Directed by Katie Cawthorne
Presented by Canberra Youth Theatre
Ralph Wilson Theatre, Gorman Arts Centre, July 21st to 24th 2016
Reviewed by Bill Stephens
An unusual collaboration between Canberra Youth Theatre and Canberra Dance Theatre’s GOLD Troupe has resulted in a compelling, often touching, exploration of the differences in perceptions between youth and old age.
Working with a cast of ten 13 to 15 year old Canberra Youth Theatre members, and six 65 to 80 year old members of the GOLD troupe, director Katie Cawthorne has devised a visually arresting, one-hour work, to explores concepts of love, death, anxiety and family.
|The Verbatim Project cast.|
The setting is simple - a large black box studio space and sixteen bright yellow chairs. The dialogue is the thoughts of the cast, gathered utilising a variety of verbatim theatre techniques. Some dialogue is spoken live during the performance; some is played as recorded voice-overs, or edited video images recorded by the cast over the three month rehearsal period.

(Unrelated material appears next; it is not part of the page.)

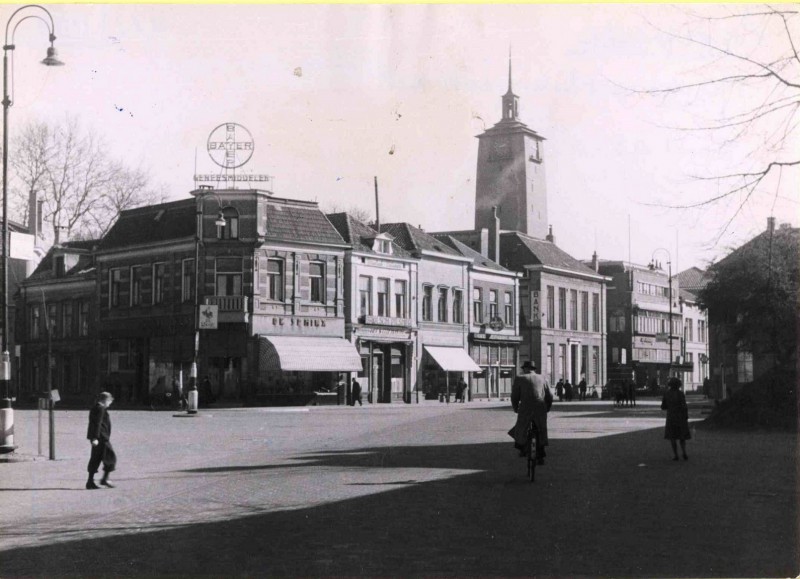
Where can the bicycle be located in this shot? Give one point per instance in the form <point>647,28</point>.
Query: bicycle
<point>532,449</point>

Throughout the piece the cast arrange and re-arrange the chairs, interact with each other, swap voices and ages, and perform tightly choreographed sequences to accompany their comments on a range of subjects related to the passage of life. Striking mood lighting, and at one stage, a gentle shower of white feathers, compliment the movement to provide a constant flow of striking images to accompany the dialogue.
During one sequence the younger cast members annunciate observations on happiness and love, recorded previously by the older cast, and vice-versa. The result is curiously revealing as well as amusing. In another, cast members swap chairs, and react to unconscious body contact. Perhaps the most powerful sequence involved one of the cast , born in 1935, sharing poignant recollections of her response to learning that her brother was fighting in the war as a bomber pilot, followed immediately by the recollections of a young cast member, born in 2001, of her father fighting in Iraq and Afghanistan.
The spoken word sequences are delivered with admirable clarity and confidence throughout and supported by excellent technical elements to produce a memorable and thought- provoking theatrical experience.